FWIW, I’ve just installed Haiku Beta 4 on MacBook Pro 2015 (Model ID: MacBookPro11,5).
I had to use the rEFInd boot manager, and the “Use fail-safe video mode” boot option to be able to launch from the USB installation stick (it was also quite tricky to enter the boot options, I had to quickly press “Space” key several times right after I select Haiku USB in the rEFInd). For whatever reason after the first successful USB boot the UI was in Spanish, so I needed to blindly change the language settings (luckily the globe icon helped to find the right item).
I reformatted the 16 GB FAT32 partition to BeFS via DriveSetup, but for whatever reason it refused to change the partition type from Microsoft basic data partition to Haiku BFS, and I had to do it manually by rebooting into the Mac Recovery Mode deleting the GPT entry and readding it with the correct partition GUID (42465331-3BA3-10F1-802A-4861696B7521).
The Installer doesn’t add the haiku_loader.efi to the ESP (EFI system partition), so one has to copy it manually from the USB stick following the UEFI Booting Haiku instructions. I’m not sure why Installer still doesn’t handle such a simple operation by itself. There’s a 5-years old Trac issue #14967 which aims to handle all of UEFI installation corner cases, but IMHO most of the users would be happy with just the MVP solution suggested by @kallisti5 in one of the comments (as an engineer who embraces pragmatism I can’t agree more with his last sentence there: “You don’t eat an elephant all at once. It’s one bite at a time”).
Nevertheless, after a few hours of trial and error I now have Haiku running natively on a MacBook. Isn’t that awesome?
Idk if this is where you choose fail-safe resolution. It’s been a while since I did it in Haiku.
“You can configure Haiku to always boot using the fail-safe video driver by enabling ‘fail_safe_video_mode’ in ~/config/settings/kernel/drivers/kernel”
First I chose it in the Haiku Boot options (by hitting the Space key several times before the loading logo appeared), and then I made it permanent by enabling the fail_safe_video_mode in the file you mentioned.
I’m trying to boot haiku on the Macmini7,1. However it hangs on the first icon of the loader, not even on-screen output when enabled (however, i can get some when disableing some options like acpi, will try to figure out which exactly)

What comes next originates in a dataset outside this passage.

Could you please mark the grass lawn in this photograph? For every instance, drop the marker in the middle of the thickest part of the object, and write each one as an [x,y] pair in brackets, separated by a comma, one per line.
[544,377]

I observe the same behavior if I try to load Haiku in VMware with EFI enabled. It boots if I select “Disable local APIC” safe option (which also disables SMP and leaves Haiku with just one CPU core). Interestingly enough, VirtualBox EFI mode boots Haiku without issues (though there’s a visible delay before the first boot icon highlights). Maybe debugging it in VMware (via its gdb stub) would help to fix the issue you have on Macmini7,1.
Also, TIL I wasn’t able to boot Haiku in the CSM (Legacy) mode because MacBookPro11,4 firmware lacks the CSM support (provided in previous versions by the 2B0585EB-D8B8-49A9-8B8C-E21B01AEF2B7 UEFI app aka AppleLegacyLoad). Your Macmini7,1 has it, so it should be capable of loading Haiku both with EFI and CSM.

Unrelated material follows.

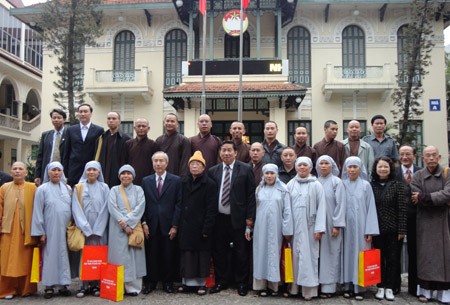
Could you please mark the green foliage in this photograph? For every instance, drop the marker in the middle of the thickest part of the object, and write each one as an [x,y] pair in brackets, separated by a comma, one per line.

One disadvantage of the EFI boot with Haiku is that the resolution is fixed to just one (2880x1800x32) and there’s no way to change it. It would be nice if Haiku contained a way to specify a custom resolution using a modeline string.
Nope. The only resolution available on my MBP is 2880x1800. I tried to select a different one for rEFInd boot menu, and the rEFInd complained that 2880x1800 is the only one available. I can live with that most of the time, just by doubling the font sizes up to 24. Unfortunately, some UI elements don’t respect font size multiplier and looks really tiny.
That’s an interesting info for sure but I’m a bit puzzled what I should do with it. I’m already running Haiku in VMware Fusion so I can select macOS as a guest operating system.
You are using VMware Fusion, you already have a test version. The links show how it works and the software used, which can facilitate the understanding process.
I was thinking if we can update it to actually do 2x already starting from 2880x1800, wdyt? At 1.5x fonts look too small.
A better algorithm would be to take PPI into account, but I don’t think we read physical screen sizes from EDID at the moment.
I wonder if the edid data on macbooks is accurate. Considering it is for the language code of usb mac keyboards it could be?
for those where the data is accurate we can probably have a “smarter” algorithm to determine what physical size looks good for a laptop vs a desktop. and pick a nice middle ground.
But for the pixel size itself, i don’t have a strong opinion on when which font size should start. It’s just heuristics anyway and bound to be wrong.
maybe @waddlesplash has a comment too. IIRC he added that code in the first place.